Tempo allo stato solido

A Roma, nel tempio di Venere, si apre “Kòrai” mostra personale di Mattia Bosco. Il tempio di Venere è il più grande della antica Roma, inaugurato nel 136 d.c.

La mostra di Mattia Bosco presenta 12 opere, ricavate da marmi rari e preziosi, incrociando la storia dei marmi di risulta di estrazioni andate a male, con la loro autentica capacità di rappresentare fluidità e temporalità di essenza non visibili.

Cioè i marmi incastrati con pietre di risulta formano “Kòrai” da interpretare con fantasia e creatività. Le Kòrai nella antica Roma erano statue vestire di donne giovani. Così le vede Mattia Bosco nel tempio di Venere. Nella Cella di Roma, nove Kòrai sono posizionate in cerchio. Memoria di fanciulle che, come antiche vestali, lavorano in modo congiunto, officiando un rito misterioso e sconosciuto. Presenze dal fascino enigmatico, incomprensibile, difficilmente leggibile, ma sicuramente affascinanti. Sono simili nella forma, anche se rivelano differenze nelle pose. Sono legate alla pietra da cui provengono e da cui lo scultore ne ha tratto le sembianze, senza lasciare trasparire nulla di più di ciò che la creatività artistica può vedere.

L’arte di Mattia Bosco, è un arte metafisica, astratta ma materiale. Fluida ma solida. Sostenibile in quando si compone di massi scartati da attività estrattive. Lo scultore scopre la forma intrinseca della materia, donando loro un’anima che altrimenti sarebbe stata negata dal loro essere scarto. Ne esalta il processo di formazione e introspezione.

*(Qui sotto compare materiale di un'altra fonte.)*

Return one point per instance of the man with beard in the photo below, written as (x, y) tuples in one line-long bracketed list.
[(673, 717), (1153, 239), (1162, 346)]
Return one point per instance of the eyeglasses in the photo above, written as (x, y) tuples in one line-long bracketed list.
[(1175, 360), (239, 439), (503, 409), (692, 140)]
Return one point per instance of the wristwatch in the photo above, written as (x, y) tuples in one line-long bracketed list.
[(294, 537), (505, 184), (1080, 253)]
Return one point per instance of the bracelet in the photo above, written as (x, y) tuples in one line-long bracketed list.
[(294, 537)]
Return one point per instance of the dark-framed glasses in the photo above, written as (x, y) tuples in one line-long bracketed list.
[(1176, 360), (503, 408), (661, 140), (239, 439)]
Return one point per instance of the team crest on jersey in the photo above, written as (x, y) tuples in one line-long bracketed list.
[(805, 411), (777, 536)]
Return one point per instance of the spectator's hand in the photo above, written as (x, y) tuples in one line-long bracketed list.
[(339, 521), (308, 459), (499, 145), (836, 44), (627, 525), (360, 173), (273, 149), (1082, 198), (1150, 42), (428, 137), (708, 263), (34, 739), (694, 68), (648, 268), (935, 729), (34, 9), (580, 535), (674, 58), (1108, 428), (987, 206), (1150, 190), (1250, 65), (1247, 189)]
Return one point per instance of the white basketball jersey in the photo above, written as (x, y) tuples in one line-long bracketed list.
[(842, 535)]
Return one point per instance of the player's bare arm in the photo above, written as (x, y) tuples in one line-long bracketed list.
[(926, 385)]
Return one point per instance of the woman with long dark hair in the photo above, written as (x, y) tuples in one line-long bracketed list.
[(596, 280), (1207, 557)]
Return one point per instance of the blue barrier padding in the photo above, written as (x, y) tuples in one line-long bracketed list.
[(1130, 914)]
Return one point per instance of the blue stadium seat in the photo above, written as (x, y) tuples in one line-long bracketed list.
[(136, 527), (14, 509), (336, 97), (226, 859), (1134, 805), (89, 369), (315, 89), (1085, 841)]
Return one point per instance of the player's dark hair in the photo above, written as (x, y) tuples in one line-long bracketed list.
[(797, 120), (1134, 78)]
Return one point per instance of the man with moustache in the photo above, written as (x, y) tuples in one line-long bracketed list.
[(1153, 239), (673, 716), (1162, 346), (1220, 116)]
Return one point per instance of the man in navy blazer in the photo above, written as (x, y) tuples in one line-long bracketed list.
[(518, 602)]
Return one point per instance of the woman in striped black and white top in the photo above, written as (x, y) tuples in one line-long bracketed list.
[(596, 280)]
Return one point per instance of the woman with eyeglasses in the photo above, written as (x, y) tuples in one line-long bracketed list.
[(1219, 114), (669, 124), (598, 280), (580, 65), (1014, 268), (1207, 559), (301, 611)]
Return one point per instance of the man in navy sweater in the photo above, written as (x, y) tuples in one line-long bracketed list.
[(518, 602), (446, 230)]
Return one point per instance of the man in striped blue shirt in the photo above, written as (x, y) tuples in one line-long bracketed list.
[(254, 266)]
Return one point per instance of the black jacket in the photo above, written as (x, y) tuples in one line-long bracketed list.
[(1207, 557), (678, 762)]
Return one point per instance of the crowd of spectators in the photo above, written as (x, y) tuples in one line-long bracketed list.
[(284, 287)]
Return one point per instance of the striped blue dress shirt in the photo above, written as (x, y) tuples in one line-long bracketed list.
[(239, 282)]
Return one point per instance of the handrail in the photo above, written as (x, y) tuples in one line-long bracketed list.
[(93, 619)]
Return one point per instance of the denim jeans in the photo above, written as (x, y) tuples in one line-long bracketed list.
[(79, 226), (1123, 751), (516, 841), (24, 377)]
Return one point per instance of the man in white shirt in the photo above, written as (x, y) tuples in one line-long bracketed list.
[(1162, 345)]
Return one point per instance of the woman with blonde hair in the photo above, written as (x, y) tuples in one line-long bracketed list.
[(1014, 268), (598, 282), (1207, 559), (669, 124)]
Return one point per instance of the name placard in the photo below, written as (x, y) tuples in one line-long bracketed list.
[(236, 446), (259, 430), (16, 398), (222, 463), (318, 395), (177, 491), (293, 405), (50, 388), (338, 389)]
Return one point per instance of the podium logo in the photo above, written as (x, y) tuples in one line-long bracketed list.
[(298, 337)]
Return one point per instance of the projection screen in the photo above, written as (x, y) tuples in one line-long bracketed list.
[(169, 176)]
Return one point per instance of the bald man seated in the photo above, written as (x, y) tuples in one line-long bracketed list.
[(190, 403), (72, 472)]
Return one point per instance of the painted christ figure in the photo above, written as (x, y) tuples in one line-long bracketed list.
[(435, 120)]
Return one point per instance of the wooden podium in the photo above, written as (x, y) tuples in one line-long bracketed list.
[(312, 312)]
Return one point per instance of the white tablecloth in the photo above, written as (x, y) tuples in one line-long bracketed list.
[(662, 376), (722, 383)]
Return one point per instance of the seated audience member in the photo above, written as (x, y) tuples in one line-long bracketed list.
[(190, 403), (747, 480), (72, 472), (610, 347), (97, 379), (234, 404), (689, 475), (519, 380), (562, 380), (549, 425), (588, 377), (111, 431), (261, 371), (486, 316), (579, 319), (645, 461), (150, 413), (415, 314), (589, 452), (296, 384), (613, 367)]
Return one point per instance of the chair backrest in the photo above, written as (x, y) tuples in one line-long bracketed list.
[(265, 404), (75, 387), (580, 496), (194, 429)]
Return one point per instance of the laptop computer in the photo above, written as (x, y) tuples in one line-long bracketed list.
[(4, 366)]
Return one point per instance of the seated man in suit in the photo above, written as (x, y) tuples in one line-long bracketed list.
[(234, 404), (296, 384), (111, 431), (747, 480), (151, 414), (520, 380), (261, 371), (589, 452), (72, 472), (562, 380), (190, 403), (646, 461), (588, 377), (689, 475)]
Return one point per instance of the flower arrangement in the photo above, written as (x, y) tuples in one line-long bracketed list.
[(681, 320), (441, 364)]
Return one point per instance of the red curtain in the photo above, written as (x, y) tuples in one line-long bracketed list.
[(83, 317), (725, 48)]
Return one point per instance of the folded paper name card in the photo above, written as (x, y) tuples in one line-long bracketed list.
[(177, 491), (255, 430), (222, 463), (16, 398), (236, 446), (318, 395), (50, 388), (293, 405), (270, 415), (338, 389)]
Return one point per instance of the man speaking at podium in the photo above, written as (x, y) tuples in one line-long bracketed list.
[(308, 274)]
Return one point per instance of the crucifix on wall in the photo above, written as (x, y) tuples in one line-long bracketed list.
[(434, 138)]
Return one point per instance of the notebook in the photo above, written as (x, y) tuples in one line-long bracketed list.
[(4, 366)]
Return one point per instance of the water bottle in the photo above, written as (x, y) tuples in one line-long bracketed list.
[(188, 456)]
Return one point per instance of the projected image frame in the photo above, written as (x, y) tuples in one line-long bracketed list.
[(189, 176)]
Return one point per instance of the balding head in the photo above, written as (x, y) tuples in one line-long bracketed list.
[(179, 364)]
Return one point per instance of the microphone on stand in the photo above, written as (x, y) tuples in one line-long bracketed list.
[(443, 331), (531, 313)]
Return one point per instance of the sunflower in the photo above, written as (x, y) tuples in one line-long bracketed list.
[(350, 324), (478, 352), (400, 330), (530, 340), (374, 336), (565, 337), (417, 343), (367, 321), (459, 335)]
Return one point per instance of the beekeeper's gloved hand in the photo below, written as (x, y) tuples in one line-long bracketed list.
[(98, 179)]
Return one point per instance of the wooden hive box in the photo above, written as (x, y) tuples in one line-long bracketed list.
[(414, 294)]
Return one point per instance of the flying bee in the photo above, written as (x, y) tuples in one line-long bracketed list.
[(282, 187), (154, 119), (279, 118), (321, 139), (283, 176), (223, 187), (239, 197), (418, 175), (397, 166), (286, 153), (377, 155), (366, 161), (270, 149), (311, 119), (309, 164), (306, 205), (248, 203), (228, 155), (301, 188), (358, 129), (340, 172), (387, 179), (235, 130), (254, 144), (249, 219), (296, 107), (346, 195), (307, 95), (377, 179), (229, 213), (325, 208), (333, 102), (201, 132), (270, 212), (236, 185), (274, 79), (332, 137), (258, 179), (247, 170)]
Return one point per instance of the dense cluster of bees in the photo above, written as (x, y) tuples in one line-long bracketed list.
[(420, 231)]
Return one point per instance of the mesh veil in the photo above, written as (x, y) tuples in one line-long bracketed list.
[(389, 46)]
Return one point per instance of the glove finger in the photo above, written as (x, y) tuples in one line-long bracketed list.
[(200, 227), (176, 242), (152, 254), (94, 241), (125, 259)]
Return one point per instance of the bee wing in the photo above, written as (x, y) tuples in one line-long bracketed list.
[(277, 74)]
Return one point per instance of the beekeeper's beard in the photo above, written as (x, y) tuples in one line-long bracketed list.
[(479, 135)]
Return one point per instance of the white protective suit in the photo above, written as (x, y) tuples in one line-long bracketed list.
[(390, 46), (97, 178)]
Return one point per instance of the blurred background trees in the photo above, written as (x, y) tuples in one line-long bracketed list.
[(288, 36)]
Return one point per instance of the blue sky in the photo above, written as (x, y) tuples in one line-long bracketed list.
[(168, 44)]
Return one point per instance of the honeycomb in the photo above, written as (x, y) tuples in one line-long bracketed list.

L’arte sostenibile di Bosco ci ripropone la sostenibilità del pianeta, come scelta artistica di vita.

Pezzi di mondo che hanno milioni di anni, così li definisce l’artista filosofo che appena terminata l’opera se ne sente espulso. La pietra erosa e scolpita dagli agenti atmosferici, sente anche la mano dello scultore che gli dona l’alito vitale della vita, trasformando la pietra in opera. La pietra viene messa in piedi, prende forma, acquisisce vita propria.

Ci sono esposte anche le sezioni auree in quanto Bosco ci mette dell’oro definendole luce allo stato solido. “I frammenti scintillanti si coagulano in lamine cicatrizzando la superficie scoperta, radunandosi in sezioni auree”. Metafora di quanto sia prezioso perché custode di segreti vitali.